Chapter II Something About the Rover Boys - The Rover boys on a Tour by Edward Stratemeyer

"Say! that isn't one of the students."

"Not much! Why, that's the lawyer who used to do business for the railroad company--the man the Rovers had so much trouble with!"

"Who knocked his hat off?"

"I don't know--Sam Rover, I guess."

Such were some of the remarks made as a number of the juniors and seniors began to congregate around Sam and Mr. Belright Fogg. All of the students could readily see that the lawyer was very much put out over what had occurred.

"I say, Rover, what do you mean by attacking me in this fashion?"

repeated Belright Fogg, with a savage look at the youth before him.

"If I knocked your hat off, Mr. Fogg, I am sorry for it," answered Sam, as soon as he could recover from his surprise.

"Knocked my hat off?" roared the lawyer. "You hit me a hard one on the head; that is what you did!"

"Let me see if you are hurt," put in Stanley, stepping forward. "Where did the snowball hit you?"

"You keep your hands off me," returned Belright Fogg. "I've a good mind to have the law on such loafers as you."

"We are not loafers, Mr. Fogg," answered Sam, the color coming quickly to his face. "We were having our annual snowballing contest, and we did not know that any outsider was on this back road. If I hit you and hurt you I am very sorry for it."

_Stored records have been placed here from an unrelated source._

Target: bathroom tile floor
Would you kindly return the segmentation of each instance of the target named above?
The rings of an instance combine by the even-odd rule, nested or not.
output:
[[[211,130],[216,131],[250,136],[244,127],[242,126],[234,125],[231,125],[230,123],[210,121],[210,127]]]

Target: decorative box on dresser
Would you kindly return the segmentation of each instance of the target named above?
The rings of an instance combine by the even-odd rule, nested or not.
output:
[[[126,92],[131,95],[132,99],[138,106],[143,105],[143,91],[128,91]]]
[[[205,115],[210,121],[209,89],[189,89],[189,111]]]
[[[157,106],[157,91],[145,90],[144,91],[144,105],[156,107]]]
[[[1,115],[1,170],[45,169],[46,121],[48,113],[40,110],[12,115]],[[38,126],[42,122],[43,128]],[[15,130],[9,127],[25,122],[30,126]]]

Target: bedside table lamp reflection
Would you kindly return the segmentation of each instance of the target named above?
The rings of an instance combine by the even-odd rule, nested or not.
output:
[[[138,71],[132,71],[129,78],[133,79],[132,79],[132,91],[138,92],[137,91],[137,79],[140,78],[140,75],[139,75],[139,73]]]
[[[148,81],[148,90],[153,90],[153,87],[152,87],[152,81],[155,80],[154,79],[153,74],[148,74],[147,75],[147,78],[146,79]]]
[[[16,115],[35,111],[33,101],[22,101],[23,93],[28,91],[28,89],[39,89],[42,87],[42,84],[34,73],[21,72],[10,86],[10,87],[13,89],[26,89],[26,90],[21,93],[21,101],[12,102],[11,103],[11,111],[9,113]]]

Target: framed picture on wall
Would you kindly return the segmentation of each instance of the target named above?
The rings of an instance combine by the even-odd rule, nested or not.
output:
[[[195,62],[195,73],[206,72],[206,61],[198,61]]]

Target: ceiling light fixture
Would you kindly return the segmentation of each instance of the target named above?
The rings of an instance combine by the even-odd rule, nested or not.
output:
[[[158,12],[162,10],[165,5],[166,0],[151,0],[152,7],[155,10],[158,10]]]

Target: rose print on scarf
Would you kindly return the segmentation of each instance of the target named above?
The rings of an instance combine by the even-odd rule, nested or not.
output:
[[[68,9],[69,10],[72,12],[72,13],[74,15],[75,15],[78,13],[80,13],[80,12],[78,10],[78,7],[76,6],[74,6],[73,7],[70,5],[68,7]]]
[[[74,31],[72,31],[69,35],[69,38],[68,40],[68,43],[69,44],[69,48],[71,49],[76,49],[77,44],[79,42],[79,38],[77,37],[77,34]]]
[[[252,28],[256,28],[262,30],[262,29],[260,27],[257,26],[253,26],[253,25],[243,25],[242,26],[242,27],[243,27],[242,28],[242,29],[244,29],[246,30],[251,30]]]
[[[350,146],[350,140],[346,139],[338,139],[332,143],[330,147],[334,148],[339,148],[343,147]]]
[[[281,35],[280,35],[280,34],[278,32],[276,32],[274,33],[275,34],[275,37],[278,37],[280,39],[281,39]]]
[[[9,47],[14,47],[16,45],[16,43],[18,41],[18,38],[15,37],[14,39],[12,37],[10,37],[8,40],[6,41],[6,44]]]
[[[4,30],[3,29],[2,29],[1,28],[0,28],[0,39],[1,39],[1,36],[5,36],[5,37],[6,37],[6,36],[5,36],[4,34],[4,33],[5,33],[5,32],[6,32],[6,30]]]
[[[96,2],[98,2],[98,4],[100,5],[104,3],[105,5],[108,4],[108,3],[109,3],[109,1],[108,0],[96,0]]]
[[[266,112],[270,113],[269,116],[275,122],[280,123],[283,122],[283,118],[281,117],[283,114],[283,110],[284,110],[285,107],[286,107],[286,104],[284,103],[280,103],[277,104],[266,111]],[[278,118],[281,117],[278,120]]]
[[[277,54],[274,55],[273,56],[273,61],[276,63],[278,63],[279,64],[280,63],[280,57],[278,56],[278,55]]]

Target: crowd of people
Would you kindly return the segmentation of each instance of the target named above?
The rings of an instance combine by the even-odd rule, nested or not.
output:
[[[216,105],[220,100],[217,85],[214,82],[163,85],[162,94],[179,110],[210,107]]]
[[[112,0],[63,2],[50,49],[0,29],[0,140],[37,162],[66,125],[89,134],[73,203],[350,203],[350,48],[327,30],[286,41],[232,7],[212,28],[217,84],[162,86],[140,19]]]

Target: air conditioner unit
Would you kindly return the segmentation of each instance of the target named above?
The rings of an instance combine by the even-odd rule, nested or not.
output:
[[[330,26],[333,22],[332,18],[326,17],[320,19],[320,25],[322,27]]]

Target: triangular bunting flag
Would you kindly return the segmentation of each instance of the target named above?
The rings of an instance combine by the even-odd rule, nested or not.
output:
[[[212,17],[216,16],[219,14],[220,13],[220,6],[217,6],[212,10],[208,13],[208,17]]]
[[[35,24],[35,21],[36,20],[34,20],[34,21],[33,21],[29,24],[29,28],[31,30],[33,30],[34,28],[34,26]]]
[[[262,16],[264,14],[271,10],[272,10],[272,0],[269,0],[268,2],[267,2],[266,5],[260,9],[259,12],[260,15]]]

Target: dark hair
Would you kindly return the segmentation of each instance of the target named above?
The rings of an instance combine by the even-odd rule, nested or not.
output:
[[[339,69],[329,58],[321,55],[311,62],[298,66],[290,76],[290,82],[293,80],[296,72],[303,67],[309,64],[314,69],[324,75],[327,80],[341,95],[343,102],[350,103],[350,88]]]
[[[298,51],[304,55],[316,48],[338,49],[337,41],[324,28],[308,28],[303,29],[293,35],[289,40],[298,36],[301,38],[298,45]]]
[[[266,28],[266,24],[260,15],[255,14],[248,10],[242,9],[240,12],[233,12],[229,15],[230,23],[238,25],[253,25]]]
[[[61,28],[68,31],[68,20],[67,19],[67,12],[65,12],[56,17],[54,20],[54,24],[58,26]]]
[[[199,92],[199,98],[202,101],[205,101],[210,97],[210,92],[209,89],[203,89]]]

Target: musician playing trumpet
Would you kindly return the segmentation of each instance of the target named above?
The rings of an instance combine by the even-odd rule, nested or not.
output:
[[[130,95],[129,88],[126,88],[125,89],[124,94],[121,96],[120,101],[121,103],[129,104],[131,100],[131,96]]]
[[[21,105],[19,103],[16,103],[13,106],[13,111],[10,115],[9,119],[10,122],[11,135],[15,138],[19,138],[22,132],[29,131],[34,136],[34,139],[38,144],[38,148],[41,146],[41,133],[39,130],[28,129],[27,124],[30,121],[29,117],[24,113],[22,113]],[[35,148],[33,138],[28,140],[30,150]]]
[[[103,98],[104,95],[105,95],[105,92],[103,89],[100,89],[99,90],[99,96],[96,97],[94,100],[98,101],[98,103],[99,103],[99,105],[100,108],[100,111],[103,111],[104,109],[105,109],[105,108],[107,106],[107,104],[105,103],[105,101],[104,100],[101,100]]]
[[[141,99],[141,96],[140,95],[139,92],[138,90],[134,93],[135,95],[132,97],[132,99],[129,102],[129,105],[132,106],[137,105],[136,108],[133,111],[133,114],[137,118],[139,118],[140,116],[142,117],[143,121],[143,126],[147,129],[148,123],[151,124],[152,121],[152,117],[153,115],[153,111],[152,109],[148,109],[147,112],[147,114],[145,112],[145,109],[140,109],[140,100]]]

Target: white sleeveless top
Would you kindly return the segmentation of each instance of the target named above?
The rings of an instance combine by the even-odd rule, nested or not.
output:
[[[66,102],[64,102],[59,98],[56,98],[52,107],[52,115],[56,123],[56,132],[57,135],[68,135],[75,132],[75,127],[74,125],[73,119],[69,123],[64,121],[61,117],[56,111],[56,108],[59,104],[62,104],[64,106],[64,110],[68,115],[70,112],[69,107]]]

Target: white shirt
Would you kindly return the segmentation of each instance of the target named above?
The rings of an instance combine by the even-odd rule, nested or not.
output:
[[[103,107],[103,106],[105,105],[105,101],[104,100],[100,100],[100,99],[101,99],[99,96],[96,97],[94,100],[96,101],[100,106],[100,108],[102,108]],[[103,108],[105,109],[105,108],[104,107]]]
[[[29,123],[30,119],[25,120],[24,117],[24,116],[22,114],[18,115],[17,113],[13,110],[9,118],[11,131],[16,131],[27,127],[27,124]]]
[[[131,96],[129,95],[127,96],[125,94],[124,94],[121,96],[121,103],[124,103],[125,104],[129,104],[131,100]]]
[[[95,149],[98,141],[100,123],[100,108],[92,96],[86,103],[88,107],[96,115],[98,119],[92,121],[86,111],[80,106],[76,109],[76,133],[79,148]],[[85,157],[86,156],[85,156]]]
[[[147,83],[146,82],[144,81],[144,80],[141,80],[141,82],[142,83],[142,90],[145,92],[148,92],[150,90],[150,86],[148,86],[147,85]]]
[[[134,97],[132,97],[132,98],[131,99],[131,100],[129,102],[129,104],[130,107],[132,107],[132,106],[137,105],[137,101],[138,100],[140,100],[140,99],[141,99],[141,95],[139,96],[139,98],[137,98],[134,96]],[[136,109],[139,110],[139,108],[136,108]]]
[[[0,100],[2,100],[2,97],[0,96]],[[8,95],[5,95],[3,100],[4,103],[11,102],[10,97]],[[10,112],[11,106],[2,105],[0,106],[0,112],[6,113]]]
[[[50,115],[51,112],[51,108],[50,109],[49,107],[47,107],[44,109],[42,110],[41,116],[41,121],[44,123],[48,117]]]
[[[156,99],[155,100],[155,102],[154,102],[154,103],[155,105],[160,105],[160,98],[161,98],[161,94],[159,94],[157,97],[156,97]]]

"Humph! I think you will be sorry for it if I bring a suit for damages,"

muttered the lawyer. "I don't know why Dr. Wallington permits such rowdyism."

"This isn't rowdyism, nor are we loafers," put in Stanley, somewhat sharply. "You seem to forget, Mr. Fogg, that this road runs through the property belonging to Brill College, and we have a perfect right to hold our snowballing contest here. If you want to report the matter to Dr.


"Bah! I know you students, and I wouldn't expect any sympathy from your teacher. He's too afraid of losing any of his students." Belright Fogg snatched his beaver hat from the hands of Spud, who had picked it up.

"I'll settle with you for this later, Rover," he added, and then turned on his heel and hurried down the road.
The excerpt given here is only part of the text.